Guardian Australia recently reported on another incident in which the City of Sydney warned the Cricketer’s Arms pub in Surry Hills that an outdoor chair had been moved 80 centimetres beyond where it ought to be.
Again, there are two sides. The City says the chairs were blocking the narrow footpath. Thank god we’ve got local government to sort this out. Be grateful for your outdoor dining, but don’t you dare sit beyond your permitted pen or we’ll set the compliance officers onto you.
Even in the inner west, which is trying to establish itself as Sydney’s premier home of arts, culture and fun, change is incremental. Last week, the council agreed to make permanent its Enmore Road special entertainment precinct, which among other things allows venues to stay open half an hour longer – yes, half an hour – if they program live music or performance.
One doesn’t wish to be too cynical about it because at least they’re trying.
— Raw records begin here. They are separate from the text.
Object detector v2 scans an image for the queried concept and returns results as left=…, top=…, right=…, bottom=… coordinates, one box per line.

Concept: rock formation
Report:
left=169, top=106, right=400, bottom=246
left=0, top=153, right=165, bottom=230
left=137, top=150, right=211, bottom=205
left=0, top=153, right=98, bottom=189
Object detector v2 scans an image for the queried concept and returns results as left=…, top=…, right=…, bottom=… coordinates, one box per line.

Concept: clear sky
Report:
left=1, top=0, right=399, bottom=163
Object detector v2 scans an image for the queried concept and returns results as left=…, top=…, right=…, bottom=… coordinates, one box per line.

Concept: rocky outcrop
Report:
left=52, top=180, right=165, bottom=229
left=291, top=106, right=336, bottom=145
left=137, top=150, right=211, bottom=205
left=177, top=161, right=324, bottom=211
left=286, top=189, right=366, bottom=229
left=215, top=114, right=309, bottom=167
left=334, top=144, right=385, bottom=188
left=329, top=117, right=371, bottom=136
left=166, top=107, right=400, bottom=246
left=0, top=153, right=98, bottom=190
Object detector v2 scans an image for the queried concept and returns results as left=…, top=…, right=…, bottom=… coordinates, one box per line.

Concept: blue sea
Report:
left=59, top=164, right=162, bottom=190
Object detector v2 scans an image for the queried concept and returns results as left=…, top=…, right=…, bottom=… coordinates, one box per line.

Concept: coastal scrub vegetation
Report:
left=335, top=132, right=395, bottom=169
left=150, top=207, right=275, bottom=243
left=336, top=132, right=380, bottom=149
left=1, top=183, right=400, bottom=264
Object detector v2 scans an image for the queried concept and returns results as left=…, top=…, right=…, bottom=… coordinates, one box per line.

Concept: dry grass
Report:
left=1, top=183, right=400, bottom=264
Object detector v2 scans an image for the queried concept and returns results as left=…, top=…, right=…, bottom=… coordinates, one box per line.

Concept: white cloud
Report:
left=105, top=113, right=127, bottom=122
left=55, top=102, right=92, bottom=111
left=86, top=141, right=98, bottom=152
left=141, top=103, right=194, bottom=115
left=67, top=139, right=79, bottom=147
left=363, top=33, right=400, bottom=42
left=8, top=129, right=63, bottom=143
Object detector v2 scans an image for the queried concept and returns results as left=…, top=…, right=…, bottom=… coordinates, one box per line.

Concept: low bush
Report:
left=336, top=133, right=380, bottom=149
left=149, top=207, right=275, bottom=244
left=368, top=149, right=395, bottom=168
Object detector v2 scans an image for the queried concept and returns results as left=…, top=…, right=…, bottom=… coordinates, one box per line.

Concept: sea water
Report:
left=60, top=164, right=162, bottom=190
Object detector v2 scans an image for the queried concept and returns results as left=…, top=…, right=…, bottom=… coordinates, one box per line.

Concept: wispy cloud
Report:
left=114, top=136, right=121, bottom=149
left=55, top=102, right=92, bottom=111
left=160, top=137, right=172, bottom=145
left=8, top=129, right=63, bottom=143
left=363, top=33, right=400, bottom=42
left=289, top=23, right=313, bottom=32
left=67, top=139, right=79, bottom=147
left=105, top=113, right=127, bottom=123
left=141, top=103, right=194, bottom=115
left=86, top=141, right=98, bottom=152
But at the end of the day, 30 minutes is only 30 minutes. “That’s more or less what we all said when it was announced,” Duke of Enmore hotel owner James Thorpe told me. “But we’ll take anything; you start with baby steps.”
Make no mistake, it is a good thing that so many politicians at all levels now recognise Sydney’s struggle with noise, nightlife and live music as a problem. The corollary is they all want credit for fixing it. There’s political capital to be gained. But that means two things. They typically only want to advance their idea or program, and they’re not that interested in one of the key things that would make a real difference: getting out of the way.
You can’t cut a ribbon on getting out of the way. You can’t include a picture of it in your emailed newsletter or your book of achievements. In a civic society that so often looks to government for solutions, it’s harder (though not impossible) to present “less government” as the answer.
Last week, the music industry banded together to launch a pre-election campaign comparing the major parties’ music policies. It noted Labor, the Greens and many independents supported the industry’s call for a $100 million investment, but the Liberals and Nationals have, so far, not.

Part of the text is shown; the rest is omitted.